I walked into the maternity ward with a towel between my legs and vomit all down my front. My midwife said I looked like a drunk person walking into ED. I lay on the bed in the same room as earlier and eagerly waited for my midwife to check what was happening down there. “Anj, you are 3 cm dilated.” WHAT. That whole saga and I’m only 3 cm?! Wow, I was speechless. I remember thinking, I can’t keep going. My midwife said they will get me an epidural and I can get some rest. YES, REST.

About an hour later (an hour that felt like years) the anaesthetist came in and said, “Sorry, I don’t feel comfortable giving you an epidural”. WHAT THE F. Remember that bleeding disorder I mentioned… Yes that’s why. She didn’t want to risk it. I had seen a haematologist prior to labour and she said it was fine. There was a slight increased risk of things turning pear shaped but if I wanted one, I could have one. YEAH, NAH. Wow that moment was so devastating. I could see the devastation on my family’s faces. I think they just wanted the screaming to stop, ha.

I got an IV put in my arm so I could have a Patient Controlled Analgesia (PCA). There was a little green button I could push every two minutes for a quick shot of some sort of fentanyl. It was good, although you had to time things well. A combination of the drugs and the pain make the next few hours a real blur. I remember hearing my mum crunching on some sort of crackers. My sister in law bought snacks – life saver. I recall cold flannels on my head, squeezing Setti’s hand, mum rubbing my back, amongst a few other things.

At 8 am the doctors were going to reconvene and discuss the next steps. I think they were thinking of giving me an epidural because it was dragging out and I was extremely exhausted. Next thing I know I felt like I needed to push. The nurse had a look and said I was 9.5 cm! WOOHOOOOOO. She also said I needed to empty my bladder because there was no space for baby to come through. “Easy!” I thought to myself. NOPE. Getting up off the bed and boom, the most immense pressure on my pelvis. I couldn’t go. The nurse ended up draining my bladder with a catheter. 

My midwife arrived back just in time. She was amazing. “Okay everyone, out of the room!”. She told all of the doctors and nurses to give us some space to get this baby out. It became a lot quieter in the room and these urges to push started taking over my body. Setti was holding one leg, my sister-in-law the other. Mum was up near my head sending positive vibes. I was almost going off the back of the bed. 12 minutes later – she was out. Straight onto my chest. I remember the gown getting in the way. I looked down at Setti, he was pretty much on his knees with tears streaming down his face. It’s all a blur really. I was so drained.  
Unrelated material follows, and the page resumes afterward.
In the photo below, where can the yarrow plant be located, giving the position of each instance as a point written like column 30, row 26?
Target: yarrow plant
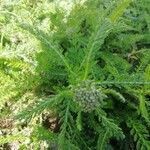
column 91, row 81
The contractions kept coming. I needed to get that placenta out for the pain to go away. Few more pushes and out it came. I thought the pain stopped there but boy I was wrong. Maija needed food so the midwife helped me latch her on. It was so so painful when she latched on! My poor nips. I find it incredible how the bubs just know what to do. Crazy.

Next thing I hear – “I need to check if you need stitches.” GREAT. My midwife had a look and sure enough, second-degree tear. We got that stitched up with the help of the PCA still attached to my arm #winning. I thought that was the end of it and we could get cleaned up but then I hear… “I need to check your anus”. Lord alive.

The first few hours of Maija’s life are all muddled. I was so tired. I don’t think I got to enjoy my baby girl straight away. I was too tired and dazed. I was happy we were both healthy. I had a shower and Setti dressed Maija. All of her clothes were too big! She was only 2.8 kg. Once I finally had a chance to rest at the birthing unit I was able to stare and take in this beautiful human being. I couldn’t believe it. We made her? Wow. Absolutely incredible.

Thanks to my amazing support crew and my incredible midwives, Mel and Georgia, for guiding me and delivering our healthy little girl. A special shout out to my sister-in-law Nicole for snapping some pics throughout the chaos.